By Spc. Maurice Galloway, 17th Fires Public AffairsMay 27, 2010
The U.S. military has a long-standing reputation of excelling at reaching its goals, and many service members join the military to give themselves a sense of direction.
Twenty years ago, one Soldier embarked on a journey that would contribute to not only his success, but the successes of those he commands as well.
Lt. Col. Michael Phillips, commander, 308th Brigade Support Battalion and native of Monaca, Pa., recalls the beginning steps of his goal to run 10,000 miles.
"I can remember my first Army run vividly," Phillips said. "I was in the University of Dequesne ROTC program. The downpour of rain and the icy wind made for the worst possible conditions imaginable. As I thought to myself how much I hated the cold, hated the rain and especially hated running, I will never forget the words that broke my train of thought."

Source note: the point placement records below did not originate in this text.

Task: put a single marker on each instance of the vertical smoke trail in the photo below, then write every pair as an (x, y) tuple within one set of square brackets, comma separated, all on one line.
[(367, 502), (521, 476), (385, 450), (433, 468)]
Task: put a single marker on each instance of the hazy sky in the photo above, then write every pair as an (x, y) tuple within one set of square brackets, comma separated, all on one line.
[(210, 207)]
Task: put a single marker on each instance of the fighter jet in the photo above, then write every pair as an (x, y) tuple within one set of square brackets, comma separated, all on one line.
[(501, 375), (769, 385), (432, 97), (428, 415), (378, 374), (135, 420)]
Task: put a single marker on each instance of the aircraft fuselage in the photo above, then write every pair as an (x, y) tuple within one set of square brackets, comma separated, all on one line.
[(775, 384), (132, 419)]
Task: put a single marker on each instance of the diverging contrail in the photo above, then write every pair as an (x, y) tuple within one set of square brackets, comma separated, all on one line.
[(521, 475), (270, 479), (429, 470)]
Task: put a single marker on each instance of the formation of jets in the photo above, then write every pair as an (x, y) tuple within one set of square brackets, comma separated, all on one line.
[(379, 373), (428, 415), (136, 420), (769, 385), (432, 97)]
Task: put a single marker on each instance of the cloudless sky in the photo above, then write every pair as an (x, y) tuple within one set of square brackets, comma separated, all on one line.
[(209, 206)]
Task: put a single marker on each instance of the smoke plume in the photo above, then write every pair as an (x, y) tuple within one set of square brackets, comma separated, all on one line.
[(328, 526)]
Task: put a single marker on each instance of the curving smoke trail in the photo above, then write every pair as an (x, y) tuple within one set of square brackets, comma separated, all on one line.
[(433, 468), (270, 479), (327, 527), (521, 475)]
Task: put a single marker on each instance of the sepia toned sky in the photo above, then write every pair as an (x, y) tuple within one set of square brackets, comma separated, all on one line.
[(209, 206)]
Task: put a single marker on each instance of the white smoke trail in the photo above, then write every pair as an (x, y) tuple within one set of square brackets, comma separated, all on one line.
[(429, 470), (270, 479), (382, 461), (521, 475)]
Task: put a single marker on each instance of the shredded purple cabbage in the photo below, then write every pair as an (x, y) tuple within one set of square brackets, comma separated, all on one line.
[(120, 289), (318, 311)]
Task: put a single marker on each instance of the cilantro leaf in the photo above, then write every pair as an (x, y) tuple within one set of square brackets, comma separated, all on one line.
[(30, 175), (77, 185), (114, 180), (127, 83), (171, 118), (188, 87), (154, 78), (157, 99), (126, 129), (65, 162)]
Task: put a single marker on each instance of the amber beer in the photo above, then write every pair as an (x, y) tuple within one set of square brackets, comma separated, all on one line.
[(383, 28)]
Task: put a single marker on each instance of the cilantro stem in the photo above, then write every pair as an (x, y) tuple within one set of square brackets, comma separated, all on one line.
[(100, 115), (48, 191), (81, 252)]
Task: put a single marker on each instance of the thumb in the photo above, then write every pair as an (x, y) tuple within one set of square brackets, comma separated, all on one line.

Those words came from the ROTC instructor: "You have to be out here and you're going to run, so you might as well get something out of it."
"That day the only goal I could think of was finishing that run and getting out of the freezing rain," Phillips said.
Phillips's soon developed a passion for running which has turned into a goal-oriented philosophy that has trickled down through his battalion, known for its motto 'Pride in Performance.'
"We encourage our Soldiers to set goals for themselves and to strive for development," said 1st Sgt. Vinson Washington, Company B, 308th BSB, and a native of Augusta, Ga.
Washington said that, during developmental counseling's, each Soldier is asked to list goals and develop a detailed plan to achieve them.
"Our leaders are assisting each Soldier in their goals, whether it's getting their associate's degree or achieving the maximum score on the physical fitness test," Washington said.
The 308th BSB approaches their deployment to Basra Province with that same goal-oriented mentality.
Phillips said he asked each section in his battalion to evaluate their goals for the mission and the response was remarkable.
The unit completed over 1,300 missions, drove over 65,000 accident-free miles, moved eight million bottles of water, six million pounds of ice, and three million pounds of other supplies such as vehicles, medical supplies, and mail throughout the 17th Fires Brigade's operational environment in southern Iraq.
The "Red Lion" battalion accomplished this on top of managing a dining facility that has served over 1.8 million meals.
Phillips said he approached every run with the mentality that it would draw him closer to his goal.
"I set benchmarks for myself in my running, which keeps me focused. I applied these techniques toward our deployment, which allowed us to achieve so much," Phillips said.
Phillips's reward is simply the satisfaction of knowing he accomplished his long-awaited goal.
The 308th however, received a more tangible reward. The unit was recognized in September 2009 by the U.S. Navy Theater Electronic Warfare as the best Electronic Warfare Team in Iraq and was selected as the 2010 Quartermaster Corps Distinguished Unit of Regiment.